- Born: March 5, 1971 (age 55) Hertfordshire, England
- Occupation: Novelist
- Writing career
- Genre: Science fiction
- Website: www.autumnrain2110.com

= David J. Williams =

American novelist

David J. Williams (born March 5, 1971) is a British-born American science fiction writer and video game writer. His debut novel, The Mirrored Heavens, was described as "Tom Clancy interfacing Bruce Sterling" by Stephen Baxter, and is part of the Autumn Rain Trilogy, with a sequel entitled The Burning Skies released in June 2009.

Though Jack Campbell has called Williams' debut novel a "21st century Neuromancer", others have questioned whether Williams' work is in fact cyberpunk. However Williams has responded in interviews that the Autumn Rain trilogy is more of a hybrid spy-thriller and science fiction work than strictly cyberpunk.

Williams keeps an active blog at his website, and comments on various future weapons, war strategies and terrorism.

Williams is also an alumnus of the Clarion West Writers Workshop which he attended in 2007.

==Video game career==
Williams is credited with story concept for Relic Entertainment's videogame Homeworld.

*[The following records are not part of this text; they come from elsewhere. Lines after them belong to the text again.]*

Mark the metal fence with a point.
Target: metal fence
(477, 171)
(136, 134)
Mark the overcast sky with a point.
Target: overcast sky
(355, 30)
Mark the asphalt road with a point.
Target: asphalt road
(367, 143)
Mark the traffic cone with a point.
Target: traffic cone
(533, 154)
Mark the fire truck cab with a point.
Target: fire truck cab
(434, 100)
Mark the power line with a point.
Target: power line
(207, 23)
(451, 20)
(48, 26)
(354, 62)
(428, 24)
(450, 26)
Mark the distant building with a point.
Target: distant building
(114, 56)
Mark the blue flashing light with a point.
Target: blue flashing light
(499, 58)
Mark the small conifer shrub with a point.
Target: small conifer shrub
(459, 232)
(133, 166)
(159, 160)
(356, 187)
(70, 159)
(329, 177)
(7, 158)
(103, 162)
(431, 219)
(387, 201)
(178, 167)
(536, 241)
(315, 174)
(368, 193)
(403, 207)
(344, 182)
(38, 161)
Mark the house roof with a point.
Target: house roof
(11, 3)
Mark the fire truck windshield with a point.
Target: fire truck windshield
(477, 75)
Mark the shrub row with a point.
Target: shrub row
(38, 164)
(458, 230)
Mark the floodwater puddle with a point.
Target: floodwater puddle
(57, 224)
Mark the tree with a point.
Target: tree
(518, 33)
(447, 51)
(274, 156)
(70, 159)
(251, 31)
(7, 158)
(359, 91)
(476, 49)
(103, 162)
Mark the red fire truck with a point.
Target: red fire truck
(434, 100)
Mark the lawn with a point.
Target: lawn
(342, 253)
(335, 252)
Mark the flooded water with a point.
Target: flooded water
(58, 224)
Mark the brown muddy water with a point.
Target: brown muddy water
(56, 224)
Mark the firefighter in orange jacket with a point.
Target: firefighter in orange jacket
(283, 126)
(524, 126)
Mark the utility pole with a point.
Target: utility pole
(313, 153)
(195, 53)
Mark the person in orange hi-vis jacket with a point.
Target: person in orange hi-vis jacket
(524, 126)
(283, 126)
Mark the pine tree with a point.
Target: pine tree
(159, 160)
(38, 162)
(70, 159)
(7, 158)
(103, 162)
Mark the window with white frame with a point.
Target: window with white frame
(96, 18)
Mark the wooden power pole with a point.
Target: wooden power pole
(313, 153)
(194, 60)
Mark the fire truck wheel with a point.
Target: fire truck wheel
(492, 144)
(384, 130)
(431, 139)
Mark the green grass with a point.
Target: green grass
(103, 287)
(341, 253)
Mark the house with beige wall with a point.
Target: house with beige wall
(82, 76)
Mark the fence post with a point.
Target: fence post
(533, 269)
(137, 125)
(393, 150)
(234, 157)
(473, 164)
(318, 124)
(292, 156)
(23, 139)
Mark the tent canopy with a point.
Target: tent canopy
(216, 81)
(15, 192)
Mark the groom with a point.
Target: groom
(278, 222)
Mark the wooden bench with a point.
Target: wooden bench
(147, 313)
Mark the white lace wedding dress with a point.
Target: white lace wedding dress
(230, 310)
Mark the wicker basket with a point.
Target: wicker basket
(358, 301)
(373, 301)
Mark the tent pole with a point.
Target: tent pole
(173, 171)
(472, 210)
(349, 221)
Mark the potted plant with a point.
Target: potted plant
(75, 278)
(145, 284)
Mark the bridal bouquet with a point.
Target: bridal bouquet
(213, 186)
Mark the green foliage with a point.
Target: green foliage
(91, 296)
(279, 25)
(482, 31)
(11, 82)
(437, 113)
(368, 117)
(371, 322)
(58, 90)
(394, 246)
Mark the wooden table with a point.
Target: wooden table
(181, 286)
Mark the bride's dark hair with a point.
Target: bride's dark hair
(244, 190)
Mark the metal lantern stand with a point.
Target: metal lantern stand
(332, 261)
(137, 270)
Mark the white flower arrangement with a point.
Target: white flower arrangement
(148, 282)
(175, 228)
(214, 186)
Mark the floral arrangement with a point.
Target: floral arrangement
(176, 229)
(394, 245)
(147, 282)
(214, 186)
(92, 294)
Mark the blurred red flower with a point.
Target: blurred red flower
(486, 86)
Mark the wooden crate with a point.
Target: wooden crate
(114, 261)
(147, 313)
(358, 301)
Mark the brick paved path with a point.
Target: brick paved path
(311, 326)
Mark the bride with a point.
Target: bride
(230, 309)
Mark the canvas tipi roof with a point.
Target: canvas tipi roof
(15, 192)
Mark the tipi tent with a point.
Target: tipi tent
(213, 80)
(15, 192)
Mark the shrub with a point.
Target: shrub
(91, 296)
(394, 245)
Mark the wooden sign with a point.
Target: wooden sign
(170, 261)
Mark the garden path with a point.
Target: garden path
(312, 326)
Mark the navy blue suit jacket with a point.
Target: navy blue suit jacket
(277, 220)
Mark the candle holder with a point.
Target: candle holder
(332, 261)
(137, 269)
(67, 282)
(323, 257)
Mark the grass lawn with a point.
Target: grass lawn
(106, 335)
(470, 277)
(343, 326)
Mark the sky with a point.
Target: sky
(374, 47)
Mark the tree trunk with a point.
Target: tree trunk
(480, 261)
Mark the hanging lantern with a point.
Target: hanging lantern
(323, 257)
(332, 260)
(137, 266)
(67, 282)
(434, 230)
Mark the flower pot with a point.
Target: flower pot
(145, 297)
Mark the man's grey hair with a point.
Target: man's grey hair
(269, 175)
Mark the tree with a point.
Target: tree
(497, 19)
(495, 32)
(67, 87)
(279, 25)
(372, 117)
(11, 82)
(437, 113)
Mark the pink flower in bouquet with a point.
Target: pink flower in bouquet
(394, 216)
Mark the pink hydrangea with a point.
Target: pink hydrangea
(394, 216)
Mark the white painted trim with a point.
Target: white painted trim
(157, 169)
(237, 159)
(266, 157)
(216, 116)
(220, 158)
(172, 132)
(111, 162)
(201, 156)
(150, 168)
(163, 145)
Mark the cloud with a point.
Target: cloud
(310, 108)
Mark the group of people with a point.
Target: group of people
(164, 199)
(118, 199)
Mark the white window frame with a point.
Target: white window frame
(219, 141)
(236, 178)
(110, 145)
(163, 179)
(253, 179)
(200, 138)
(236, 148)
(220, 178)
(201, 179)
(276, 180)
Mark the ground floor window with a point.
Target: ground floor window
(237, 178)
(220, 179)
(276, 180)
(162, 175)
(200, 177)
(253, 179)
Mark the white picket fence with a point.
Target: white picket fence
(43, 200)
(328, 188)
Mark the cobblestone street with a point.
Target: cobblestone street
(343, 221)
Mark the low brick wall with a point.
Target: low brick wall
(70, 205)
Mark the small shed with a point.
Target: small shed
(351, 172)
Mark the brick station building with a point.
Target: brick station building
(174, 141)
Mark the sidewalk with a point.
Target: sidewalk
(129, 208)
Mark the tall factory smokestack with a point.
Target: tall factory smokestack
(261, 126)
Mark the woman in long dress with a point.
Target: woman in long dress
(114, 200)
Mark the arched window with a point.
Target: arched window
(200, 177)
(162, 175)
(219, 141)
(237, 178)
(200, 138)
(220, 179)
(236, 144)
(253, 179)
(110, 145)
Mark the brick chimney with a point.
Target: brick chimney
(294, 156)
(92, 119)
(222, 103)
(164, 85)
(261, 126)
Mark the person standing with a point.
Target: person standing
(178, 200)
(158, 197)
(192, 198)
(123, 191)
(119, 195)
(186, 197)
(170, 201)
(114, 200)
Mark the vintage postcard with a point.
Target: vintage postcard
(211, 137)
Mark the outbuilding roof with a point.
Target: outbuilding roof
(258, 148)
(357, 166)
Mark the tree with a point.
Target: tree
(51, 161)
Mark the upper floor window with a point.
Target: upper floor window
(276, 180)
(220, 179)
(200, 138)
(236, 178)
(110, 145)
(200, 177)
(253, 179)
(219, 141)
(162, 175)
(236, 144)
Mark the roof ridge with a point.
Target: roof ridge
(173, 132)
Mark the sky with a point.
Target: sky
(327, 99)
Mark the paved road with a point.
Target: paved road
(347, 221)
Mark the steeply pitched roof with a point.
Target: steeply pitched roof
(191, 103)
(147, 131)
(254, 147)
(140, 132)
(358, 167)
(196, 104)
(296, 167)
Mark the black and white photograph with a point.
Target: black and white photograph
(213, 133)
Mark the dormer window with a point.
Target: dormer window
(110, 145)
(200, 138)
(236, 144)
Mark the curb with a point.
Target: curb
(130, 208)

Williams was lead writer on the January 2016 game Homeworld: Deserts of Kharak.

==Bibliography==
In 2008 Williams signed a three book agreement with Bantam Spectra. The trilogy titles include:
- The Mirrored Heavens (2008)
- The Burning Skies (2009)
- The Machinery of Light (2010)
- Transformers: Retribution (2014)

Williams also co-authored the Star Wars story "Blade Squadron", which is credited as the first addition to the new Star Wars canon since the April 2014 reboot.